For n+1, Ben Parker writes about the strange microcosm that is Norwegian black metal, with its murders, dark soundscapes and Tolkien references. Read Parker in partial below, in full via n+1.
IN THE EARLY 1990S, the Norwegian heavy metal scene became notorious for a spree of church burnings and fatal stabbings associated with a few little-known “black metal” bands. Varg Vikernes, of the band Burzum, was charged with the arson of five medieval wooden churches, and with murdering Øystein Aarseth, the guitarist of Mayhem. Aarseth, in turn, was rumored to have eaten the brains of Mayhem’s singer after the latter committed suicide by shotgun. In an unrelated incident, Bard Eithun, drummer for the band Emperor, stabbed a gay man thirty-seven times outside the Olympic Village in Lillehammer. Speaking to journalists, the musicians boasted about their crimes, taking credit for more arsons and violence than they had yet been linked to. They also took the opportunity to spell out the home-brewed Satanism that inspired their deeds: partly the invocation of the devil as a cloven-hooved Evil One; partly a recitation of quasi-fascistic themes (cruelty, mastery, “winter journeys, to ice and mountains”) from Nietzsche. Metal bands had always toyed with Satanic imagery (Iron Maiden’s “The Number of the Beast,” the ubiquitous “devil horns” gesture spawned by Ronnie James Dio)—but the willingness to act out Satanism in all seriousness was unexpected.
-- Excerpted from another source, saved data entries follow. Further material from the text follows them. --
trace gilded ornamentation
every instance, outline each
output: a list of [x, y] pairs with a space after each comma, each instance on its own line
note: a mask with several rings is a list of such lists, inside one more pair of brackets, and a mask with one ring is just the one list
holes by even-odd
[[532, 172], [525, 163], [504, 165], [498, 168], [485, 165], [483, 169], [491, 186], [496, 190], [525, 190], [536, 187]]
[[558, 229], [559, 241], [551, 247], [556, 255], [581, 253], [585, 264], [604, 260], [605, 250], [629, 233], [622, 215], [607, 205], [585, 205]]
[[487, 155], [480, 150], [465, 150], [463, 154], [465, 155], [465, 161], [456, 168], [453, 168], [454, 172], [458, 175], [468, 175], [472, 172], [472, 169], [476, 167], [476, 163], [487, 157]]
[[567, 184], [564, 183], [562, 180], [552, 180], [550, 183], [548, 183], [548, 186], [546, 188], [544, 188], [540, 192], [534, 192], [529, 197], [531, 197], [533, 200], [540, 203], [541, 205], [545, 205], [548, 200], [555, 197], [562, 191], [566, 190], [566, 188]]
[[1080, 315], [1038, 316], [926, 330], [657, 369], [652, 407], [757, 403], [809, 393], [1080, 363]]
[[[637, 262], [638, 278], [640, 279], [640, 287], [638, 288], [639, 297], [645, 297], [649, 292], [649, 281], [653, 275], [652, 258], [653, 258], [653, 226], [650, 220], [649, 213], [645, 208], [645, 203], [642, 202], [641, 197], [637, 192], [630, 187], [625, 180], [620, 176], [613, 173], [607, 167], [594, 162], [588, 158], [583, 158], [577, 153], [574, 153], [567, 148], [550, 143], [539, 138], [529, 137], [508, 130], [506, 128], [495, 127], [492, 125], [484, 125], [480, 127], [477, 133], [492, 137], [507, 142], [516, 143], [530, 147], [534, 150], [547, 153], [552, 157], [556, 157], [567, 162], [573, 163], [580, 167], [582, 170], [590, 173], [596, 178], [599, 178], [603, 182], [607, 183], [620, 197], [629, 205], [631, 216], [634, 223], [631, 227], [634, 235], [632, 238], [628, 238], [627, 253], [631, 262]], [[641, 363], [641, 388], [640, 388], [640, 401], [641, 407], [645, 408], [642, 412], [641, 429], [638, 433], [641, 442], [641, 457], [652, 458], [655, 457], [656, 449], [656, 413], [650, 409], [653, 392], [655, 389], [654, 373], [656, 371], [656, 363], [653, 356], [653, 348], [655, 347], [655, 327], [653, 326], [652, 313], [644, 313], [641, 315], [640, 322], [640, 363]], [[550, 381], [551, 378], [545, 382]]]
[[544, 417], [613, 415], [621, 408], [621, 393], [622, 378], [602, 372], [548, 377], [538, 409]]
Amidst this self-mythologizing to the press, the most prominent influence they cited was the British band Venom, whose 1982 album Black Metal had christened the genre. (In any photo of the Norwegian scene from this era, at least one band member is always wearing a tattered T-shirt with Venom’s pentagram logo.) But surely, many wondered, this lineage was some kind of cultural mistranslation? Venom’s Satanism was kitschy and unserious, their image and live show a tantrum meant to titillate adolescent rebellion and upset Thatcherite parents. How could these Norwegians have mistaken the antics of Venom (who also sang sophomoric anthems like “Teacher’s Pet”) for an authentic message of anti-Christian terrorism and nihilism? The answer given by Varg Vikernes (nom de guerre Count Grishnackh, after an orc in Tolkien’s Lord of the Rings), bassist of Mayhem and the sole member of Burzum, in an interview from prison, encapsulates the ideological legacy of the entire scene: “We are what [they] claimed to be. We believe what they pretended to believe.”
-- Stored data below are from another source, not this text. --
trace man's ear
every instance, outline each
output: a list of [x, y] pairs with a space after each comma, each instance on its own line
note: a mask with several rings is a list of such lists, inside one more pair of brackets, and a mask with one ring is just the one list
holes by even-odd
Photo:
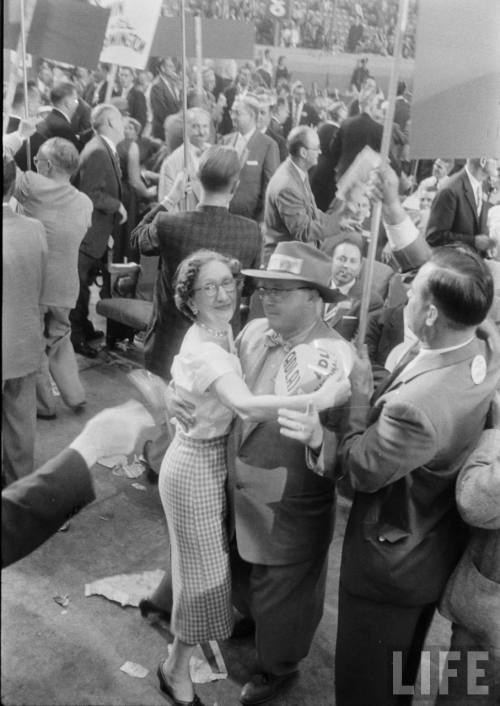
[[434, 324], [437, 321], [438, 316], [439, 316], [439, 311], [437, 310], [437, 307], [434, 304], [429, 304], [429, 308], [427, 310], [427, 316], [425, 317], [426, 326], [434, 326]]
In musical terms, also, Venom were not an obvious antecedent. Where Venom added a biker bar bounce and the slurred choruses of football chants to the brooding stoner blues of Black Sabbath, the Norwegian black metal sound is not immediately recognizable as deriving from rock music. The rhythm is reduced to a flickering pulse reminiscent of Tangerine Dream’s ambient soundscapes; the guitars do not so much play riffs as sculpt tinny feedback. The typical vocals are more like an attenuated croaking or rasping than the grunts and shouts of heavy metal or punk. The entire effect is of a self-consciously rudimentary reaction to the commercial polish of bands like Metallica, or the one-dimensional brutality of death metal.
Norwegian black metal, then, is a “strong misreading” of its own origins. Where Venom had been Satanists for the pub crowd, boisterous pranksters rather than occultists, Norwegian bands like Mayhem, Burzum, Darkthrone, and Emperor redefined black metal as the elitism of an inner circle, inscrutable to poseurs and the uninitiated. Their recordings were purposefully lo-fi, drowned in guitar static and (feigned) sloppy musicianship. Whereas European metal bands from Sweden to Greece had always sung in charmingly garbled English, they began to write their lyrics in Norwegian. They rarely played live. Their album covers also basically looked the same (a cloaked figure among trees, mournfully carrying a candelabra) and had variations on the same title (Under a Funeral Moon, In the Nightside Eclipse, Diabolical Fullmoon Mysticism, Anthems to the Welkin at Dusk) in nearly-illegible gothic typefaces. In the context of the early ’90s, this obscurantism could be seen as a disavowal of the everyman grunge aesthetic of flannel and acne. But while grunge, and the related populism of death metal, had considerable record sales, many of the black metal pioneers imploded before they could capitalize commercially. It took more than a decade of underground percolation before black metal elements trickled into American canons of cool. Its goofy solemnity has been parodied on Portlandia, while the broad gestures of the musical style (now disencumbered of its Satanism) reap acclaim on Pitchfork.